Так прошло, наверное, полгода. А может, год. И вдруг — опять накатило.
Теперь я уже с самого начала знал, что пишу не что-нибудь, а именно рассказ. И даже что-то такое там «неясно различал» в его туманной дали. Но, как и в первый раз, не было у меня ни плана, ни даже более или менее внятного замысла. Закончив ежедневную порцию — какие-то сидящие внутри меня часы вдруг говорили мне, что на сегодня хватит, — я очень смутно представлял себе, куда меня поведет завтра.
Как и в тот раз, я вставал из-за стола, не опустошив себя до конца. Дно моего колодца никогда не оставалось сухим. Но я чувствовал, что влаги там уже мало. А назавтра колодец каким-то чудесным образом снова наполнялся, и ведро мое не шаркало по дну, а легко и свободно зачерпывало накопившуюся за ночь влагу.

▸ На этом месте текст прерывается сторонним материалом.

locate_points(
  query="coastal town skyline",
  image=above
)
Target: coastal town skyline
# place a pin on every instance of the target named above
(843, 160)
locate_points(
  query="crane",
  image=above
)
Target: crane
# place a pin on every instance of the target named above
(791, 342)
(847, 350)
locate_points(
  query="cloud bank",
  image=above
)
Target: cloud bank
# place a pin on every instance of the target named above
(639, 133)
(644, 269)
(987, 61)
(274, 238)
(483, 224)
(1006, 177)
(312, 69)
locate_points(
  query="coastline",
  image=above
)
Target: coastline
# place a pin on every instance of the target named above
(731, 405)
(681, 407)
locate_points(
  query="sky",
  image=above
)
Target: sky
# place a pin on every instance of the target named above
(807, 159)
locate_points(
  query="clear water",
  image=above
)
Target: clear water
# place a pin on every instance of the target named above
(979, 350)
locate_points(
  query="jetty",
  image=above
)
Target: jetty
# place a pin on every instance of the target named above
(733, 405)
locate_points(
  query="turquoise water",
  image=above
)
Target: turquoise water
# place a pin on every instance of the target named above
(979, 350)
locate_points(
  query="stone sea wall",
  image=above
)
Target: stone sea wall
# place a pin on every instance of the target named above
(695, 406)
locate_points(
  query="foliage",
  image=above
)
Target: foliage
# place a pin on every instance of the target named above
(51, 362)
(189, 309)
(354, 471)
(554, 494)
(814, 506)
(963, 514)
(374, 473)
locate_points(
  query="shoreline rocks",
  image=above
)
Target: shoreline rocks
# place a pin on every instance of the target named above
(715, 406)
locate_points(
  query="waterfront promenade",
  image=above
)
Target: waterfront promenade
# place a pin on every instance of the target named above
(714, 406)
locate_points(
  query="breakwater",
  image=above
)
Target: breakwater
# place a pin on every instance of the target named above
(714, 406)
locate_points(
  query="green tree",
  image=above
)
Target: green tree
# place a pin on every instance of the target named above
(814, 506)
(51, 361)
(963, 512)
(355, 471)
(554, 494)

Интересно тут было еще вот что.
Как я уже говорил, у меня в ту пору были очень определенные представления о том, какой должна быть настоящая проза. И раньше, на наших семинарских занятиях, я по мере сил старался эти свои представления реализовать.
Помню, однажды Константин Георгиевич дал нам задание: описать Москву. Не всю Москву, конечно, а — свою Москву. Какой-нибудь свой, особенно тобой любимый московский уголок. Или даже какой-нибудь один твой московский день.
Выполняя это задание, я лез вон из кожи, чтобы моя зарисовка была не хуже (хотелось даже, чтобы оказалась лучше), чем у моих друзей прозаиков. Заботился не только о том, чтобы нарисованная мною картинка была зримой, осязаемой, но думал еще и о звучании каждой фразы, стараясь определенным образом «инструментовать» ее.
Одну из этих старательно инструментованных фраз я помню даже и сейчас. Вот она:
Бесшумно шурша шинами, прошелестел по асфальту темно-вишневый «шевроле».
Увы, на эту мою замечательную фразу никто не обратил внимания. А Константин Георгиевич, после того как все наши зарисовки были нами прочитаны, говоря обо мне, почему-то отметил совсем другую фразу, которая мне казалась «проходной», самой что ни на есть заурядной. В ней я зачем-то — сейчас, хоть убей, не помню, зачем — сообщал, как, сидя на лавочке на Тверском бульваре, от нечего делать наступил ногой на лужу, затянутую тонким ледком, и долго, внимательно глядел, как мой след медленно заполняется водой.
Заглянув в свой блокнот, Константин Георгиевич прочел вслух эту мою ничем не примечательную фразу, улыбнулся и сказал: «А вот это — хорошо!» Словно все остальное в той моей зарисовке было из рук вон плохо.
Что было хорошего в этой моей почему-то понравившейся ему фразе, я тогда решительно не понимал. Но чем была плоха та, которой я так гордился, кажется, уже начал понимать.